L’impresa è nata da un’idea di Michele Marongiu. «L’ispirazione me l’ha data Tiziana Garau. La sua storia mi ha talmente colpito che ho pensato fosse giusto dare continuità a un’altra esperienza fatta un anno e mezzo fa con “Acentro per il sociale”: la consegna delle letterine scritte a Babbo Natale da una quarantina di bambini con disabilità varie. Io e altri tre bikers abbiamo percorso 4.800 km in bici da Rovereto a Capo Nord, sino alla casa ufficiale di Santa Claus, a Rovaniemi, capitale della Lapponia. Quando abbiamo presentato l’iniziativa, ho conosciuto Tiziana. Lì è nata la Marocco Expedition, un’avventura straordinaria fatta di umanità, sacrifici, amicizia, solidarietà. Con l’aiuto di tanti professionisti che ci hanno messo l’anima perché tutto andasse nel migliore dei modi. Non era una passeggiata, ne eravamo consapevoli, ma è filato tutto liscio. In fondo era un progetto semplice, ma allo stesso tempo si è rivelato molto complesso e ha richiesto un gioco di squadra».
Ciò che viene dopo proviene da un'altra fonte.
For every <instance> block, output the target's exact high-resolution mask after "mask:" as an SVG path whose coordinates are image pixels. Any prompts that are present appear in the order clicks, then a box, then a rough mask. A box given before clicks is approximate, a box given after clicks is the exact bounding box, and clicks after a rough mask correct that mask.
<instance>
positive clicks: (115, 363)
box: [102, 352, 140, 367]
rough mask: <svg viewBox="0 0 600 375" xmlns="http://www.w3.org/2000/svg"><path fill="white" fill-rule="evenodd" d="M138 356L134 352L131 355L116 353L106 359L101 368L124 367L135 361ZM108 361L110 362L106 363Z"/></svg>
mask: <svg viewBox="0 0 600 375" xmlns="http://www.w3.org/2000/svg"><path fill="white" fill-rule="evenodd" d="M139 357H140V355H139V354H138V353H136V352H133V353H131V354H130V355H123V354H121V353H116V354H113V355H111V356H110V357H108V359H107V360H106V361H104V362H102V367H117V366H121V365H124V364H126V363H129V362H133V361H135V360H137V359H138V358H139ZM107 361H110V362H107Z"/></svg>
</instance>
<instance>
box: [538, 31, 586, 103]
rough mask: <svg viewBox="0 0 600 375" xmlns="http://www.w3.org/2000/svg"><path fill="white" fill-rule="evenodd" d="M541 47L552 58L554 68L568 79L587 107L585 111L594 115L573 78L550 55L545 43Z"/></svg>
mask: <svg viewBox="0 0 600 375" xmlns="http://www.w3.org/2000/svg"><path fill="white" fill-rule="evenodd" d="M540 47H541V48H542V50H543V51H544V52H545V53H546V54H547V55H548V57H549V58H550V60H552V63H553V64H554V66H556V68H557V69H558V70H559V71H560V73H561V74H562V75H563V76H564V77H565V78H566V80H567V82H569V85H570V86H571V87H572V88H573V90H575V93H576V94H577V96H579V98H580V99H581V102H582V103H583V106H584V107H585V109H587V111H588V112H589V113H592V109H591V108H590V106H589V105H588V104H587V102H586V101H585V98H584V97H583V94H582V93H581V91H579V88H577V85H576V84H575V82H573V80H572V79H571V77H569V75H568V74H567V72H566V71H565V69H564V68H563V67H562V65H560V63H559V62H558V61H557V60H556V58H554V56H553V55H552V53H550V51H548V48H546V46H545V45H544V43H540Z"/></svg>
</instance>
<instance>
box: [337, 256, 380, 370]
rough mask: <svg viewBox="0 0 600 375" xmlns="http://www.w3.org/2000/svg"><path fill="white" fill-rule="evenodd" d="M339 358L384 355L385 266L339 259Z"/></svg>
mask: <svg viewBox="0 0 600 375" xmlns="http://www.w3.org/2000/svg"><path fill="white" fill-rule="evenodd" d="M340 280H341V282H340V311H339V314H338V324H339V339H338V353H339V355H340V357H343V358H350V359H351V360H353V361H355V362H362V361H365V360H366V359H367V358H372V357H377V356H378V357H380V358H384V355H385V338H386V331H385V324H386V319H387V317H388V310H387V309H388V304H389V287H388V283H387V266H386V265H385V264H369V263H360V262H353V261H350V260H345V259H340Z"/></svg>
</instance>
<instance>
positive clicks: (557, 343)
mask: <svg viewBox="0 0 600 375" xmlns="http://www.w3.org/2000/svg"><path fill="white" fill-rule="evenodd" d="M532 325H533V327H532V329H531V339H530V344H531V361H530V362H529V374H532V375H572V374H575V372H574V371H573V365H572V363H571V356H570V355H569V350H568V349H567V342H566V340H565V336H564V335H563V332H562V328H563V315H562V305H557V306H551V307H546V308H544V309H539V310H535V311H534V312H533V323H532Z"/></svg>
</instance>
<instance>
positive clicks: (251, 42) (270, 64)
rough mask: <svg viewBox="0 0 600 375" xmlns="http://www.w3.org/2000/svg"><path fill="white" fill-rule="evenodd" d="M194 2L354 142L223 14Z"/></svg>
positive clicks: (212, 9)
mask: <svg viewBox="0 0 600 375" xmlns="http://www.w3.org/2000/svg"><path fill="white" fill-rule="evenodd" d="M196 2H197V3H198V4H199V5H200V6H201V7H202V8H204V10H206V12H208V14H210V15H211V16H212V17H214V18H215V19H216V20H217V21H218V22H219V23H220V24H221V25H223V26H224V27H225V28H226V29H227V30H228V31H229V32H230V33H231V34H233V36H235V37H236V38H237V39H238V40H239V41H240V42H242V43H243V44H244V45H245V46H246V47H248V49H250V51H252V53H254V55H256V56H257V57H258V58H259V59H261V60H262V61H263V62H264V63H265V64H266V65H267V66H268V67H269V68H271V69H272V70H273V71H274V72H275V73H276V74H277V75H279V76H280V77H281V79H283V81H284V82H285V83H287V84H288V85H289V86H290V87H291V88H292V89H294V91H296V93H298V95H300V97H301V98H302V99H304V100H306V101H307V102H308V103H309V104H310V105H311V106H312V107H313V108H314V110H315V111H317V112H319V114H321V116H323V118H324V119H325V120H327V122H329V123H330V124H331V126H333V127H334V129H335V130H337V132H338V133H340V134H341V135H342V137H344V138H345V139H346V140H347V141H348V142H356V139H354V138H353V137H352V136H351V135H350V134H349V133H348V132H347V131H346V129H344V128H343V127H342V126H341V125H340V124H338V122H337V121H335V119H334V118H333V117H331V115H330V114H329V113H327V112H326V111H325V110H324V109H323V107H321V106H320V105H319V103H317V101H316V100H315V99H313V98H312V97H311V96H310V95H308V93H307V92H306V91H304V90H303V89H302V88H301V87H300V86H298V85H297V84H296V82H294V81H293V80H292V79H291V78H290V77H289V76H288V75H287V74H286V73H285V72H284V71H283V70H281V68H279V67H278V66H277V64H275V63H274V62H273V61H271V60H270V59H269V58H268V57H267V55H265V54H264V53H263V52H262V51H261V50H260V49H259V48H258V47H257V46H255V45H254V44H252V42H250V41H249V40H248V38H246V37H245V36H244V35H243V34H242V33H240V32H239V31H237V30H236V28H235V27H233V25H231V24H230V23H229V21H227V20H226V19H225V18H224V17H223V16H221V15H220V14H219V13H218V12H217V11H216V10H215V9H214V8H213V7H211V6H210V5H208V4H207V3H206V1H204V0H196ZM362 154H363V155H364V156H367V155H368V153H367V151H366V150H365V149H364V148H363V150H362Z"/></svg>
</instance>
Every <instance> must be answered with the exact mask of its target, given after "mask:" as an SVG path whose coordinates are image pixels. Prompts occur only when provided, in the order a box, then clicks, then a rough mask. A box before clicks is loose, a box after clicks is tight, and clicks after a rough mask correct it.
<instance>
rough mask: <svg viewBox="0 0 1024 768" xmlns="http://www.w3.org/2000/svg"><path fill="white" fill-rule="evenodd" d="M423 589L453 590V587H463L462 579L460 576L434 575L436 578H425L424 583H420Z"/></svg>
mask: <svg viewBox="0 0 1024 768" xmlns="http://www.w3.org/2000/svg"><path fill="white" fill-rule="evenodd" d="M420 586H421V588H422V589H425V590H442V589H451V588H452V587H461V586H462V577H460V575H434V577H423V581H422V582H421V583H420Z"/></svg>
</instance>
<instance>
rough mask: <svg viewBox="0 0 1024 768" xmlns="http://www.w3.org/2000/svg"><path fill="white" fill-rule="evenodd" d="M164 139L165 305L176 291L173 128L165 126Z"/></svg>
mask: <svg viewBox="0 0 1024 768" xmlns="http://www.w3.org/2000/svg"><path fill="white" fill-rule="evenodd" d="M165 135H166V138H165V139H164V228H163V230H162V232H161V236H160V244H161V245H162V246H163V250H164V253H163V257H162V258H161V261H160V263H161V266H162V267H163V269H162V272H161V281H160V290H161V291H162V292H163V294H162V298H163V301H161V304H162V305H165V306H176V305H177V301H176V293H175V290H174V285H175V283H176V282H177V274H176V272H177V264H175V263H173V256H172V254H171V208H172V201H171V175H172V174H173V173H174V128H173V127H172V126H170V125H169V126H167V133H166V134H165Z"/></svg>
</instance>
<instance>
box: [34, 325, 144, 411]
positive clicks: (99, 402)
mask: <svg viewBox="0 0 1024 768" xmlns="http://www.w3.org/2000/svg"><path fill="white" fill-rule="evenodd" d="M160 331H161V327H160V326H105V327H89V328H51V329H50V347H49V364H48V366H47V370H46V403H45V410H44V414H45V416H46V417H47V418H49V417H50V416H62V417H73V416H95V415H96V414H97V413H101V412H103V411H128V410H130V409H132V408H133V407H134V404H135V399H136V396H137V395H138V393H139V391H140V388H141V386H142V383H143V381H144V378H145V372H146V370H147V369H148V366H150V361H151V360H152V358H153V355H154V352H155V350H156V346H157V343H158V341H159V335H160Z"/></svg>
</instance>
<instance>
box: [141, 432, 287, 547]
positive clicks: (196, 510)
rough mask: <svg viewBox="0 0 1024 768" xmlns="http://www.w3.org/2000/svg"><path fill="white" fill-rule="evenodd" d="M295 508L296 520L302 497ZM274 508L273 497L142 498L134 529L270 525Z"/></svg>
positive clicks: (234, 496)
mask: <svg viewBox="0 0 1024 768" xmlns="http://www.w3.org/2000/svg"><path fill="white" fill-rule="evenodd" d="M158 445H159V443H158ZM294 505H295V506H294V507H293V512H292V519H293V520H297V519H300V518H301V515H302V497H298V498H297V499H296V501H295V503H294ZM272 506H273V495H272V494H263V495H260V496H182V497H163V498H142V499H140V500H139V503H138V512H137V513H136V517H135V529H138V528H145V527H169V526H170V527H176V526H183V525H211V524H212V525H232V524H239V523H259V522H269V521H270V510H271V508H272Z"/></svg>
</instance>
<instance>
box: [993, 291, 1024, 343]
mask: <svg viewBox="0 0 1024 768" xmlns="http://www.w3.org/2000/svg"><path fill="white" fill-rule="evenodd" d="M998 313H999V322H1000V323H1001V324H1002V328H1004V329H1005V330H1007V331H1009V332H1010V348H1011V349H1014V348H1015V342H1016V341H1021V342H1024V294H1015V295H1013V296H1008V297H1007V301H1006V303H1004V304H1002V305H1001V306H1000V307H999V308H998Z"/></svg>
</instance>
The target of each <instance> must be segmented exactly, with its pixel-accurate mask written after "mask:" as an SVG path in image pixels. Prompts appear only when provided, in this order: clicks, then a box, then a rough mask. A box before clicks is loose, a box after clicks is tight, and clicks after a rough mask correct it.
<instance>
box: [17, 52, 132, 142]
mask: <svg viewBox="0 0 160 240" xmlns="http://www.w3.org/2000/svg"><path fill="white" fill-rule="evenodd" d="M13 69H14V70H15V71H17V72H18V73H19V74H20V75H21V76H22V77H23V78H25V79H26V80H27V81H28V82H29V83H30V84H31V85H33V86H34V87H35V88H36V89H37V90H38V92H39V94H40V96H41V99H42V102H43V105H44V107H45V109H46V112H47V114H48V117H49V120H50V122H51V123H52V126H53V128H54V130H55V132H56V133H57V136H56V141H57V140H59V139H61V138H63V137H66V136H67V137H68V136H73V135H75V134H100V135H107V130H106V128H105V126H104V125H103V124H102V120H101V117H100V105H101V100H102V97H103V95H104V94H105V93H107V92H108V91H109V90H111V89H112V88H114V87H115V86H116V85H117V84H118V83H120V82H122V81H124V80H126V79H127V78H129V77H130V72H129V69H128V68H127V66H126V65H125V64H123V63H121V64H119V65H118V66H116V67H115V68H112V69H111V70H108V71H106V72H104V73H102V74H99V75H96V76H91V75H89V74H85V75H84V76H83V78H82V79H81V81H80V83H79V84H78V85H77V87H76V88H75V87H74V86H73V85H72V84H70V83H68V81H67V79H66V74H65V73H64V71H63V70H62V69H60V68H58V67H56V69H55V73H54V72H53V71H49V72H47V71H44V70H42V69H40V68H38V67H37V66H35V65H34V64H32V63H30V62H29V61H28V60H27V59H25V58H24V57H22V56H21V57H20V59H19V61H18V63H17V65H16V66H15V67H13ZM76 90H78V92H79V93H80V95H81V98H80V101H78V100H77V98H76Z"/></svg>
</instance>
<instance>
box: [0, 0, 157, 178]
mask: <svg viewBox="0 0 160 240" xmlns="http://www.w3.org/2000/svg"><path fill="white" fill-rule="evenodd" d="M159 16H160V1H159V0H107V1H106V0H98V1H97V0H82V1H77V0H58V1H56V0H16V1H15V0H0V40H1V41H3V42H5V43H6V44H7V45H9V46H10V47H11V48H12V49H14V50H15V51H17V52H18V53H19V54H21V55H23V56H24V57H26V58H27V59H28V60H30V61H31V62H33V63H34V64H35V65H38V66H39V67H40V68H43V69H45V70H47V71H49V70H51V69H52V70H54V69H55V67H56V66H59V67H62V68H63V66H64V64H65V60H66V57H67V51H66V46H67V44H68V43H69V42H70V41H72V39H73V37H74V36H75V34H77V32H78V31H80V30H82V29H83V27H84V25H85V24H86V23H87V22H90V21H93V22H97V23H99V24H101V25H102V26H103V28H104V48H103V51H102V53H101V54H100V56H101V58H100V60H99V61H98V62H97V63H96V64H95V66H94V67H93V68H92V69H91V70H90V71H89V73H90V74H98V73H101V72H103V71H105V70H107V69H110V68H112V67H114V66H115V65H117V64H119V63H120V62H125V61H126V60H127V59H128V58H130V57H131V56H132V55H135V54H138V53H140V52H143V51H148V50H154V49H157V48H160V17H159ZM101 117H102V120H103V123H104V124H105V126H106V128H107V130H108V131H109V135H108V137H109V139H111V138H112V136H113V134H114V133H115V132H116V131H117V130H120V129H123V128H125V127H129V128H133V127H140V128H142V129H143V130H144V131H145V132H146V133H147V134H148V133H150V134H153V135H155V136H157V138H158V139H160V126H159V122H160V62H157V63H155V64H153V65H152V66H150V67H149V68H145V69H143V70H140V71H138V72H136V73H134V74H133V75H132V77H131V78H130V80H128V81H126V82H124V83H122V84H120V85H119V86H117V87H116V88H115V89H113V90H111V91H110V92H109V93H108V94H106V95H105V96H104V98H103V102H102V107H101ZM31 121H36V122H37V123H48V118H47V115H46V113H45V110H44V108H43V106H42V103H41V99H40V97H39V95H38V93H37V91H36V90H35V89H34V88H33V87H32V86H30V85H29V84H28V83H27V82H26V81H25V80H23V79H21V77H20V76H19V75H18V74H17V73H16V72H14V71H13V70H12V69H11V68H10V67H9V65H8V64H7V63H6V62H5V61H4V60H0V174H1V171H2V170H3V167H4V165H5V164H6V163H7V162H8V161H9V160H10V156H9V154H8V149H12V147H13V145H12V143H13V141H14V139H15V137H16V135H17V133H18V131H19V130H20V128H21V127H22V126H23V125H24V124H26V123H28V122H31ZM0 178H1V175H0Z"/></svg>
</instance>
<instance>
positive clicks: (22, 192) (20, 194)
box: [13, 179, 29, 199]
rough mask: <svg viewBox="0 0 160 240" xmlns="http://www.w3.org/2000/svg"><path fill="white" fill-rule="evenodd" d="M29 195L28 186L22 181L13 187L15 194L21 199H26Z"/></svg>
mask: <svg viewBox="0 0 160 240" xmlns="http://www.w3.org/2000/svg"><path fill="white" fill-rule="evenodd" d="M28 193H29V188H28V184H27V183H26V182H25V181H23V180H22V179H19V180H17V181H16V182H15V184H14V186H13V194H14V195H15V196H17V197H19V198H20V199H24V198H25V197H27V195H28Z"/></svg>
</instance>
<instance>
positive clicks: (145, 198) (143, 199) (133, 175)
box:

Per giungere al traguardo, le partecipanti hanno dovuto superare un’agevole zona comfort, spingendosi fuori dagli abituali confini. La straordinaria bellezza dei paesaggi maghrebini e la natura incontaminata, insieme alla tradizionale ospitalità della gente del posto, hanno reso più gradevole questo impegnativo tour sulle due ruote. Le atlete hanno dormito in piccoli ostelli, una notte persino in un accampamento berbero ai confini del deserto. Hanno condiviso con la popolazione rurale diversi momenti di quotidianità familiare, accolte e avvolte dal calore di gente semplice.
Il motto di “Acentro per il sociale” è racchiuso in una frase dello scrittore Sándor Márai: lotterai, l’otterrai, lo terrai. Paola, Donatella e Daniela hanno centrato i tre obiettivi e sono un modello da seguire per tante donne. L’augurio è che anche Daniela Valdes riesca presto a fare altrettanto, in piena salute. Altre le seguiranno, c’è da scommetterci.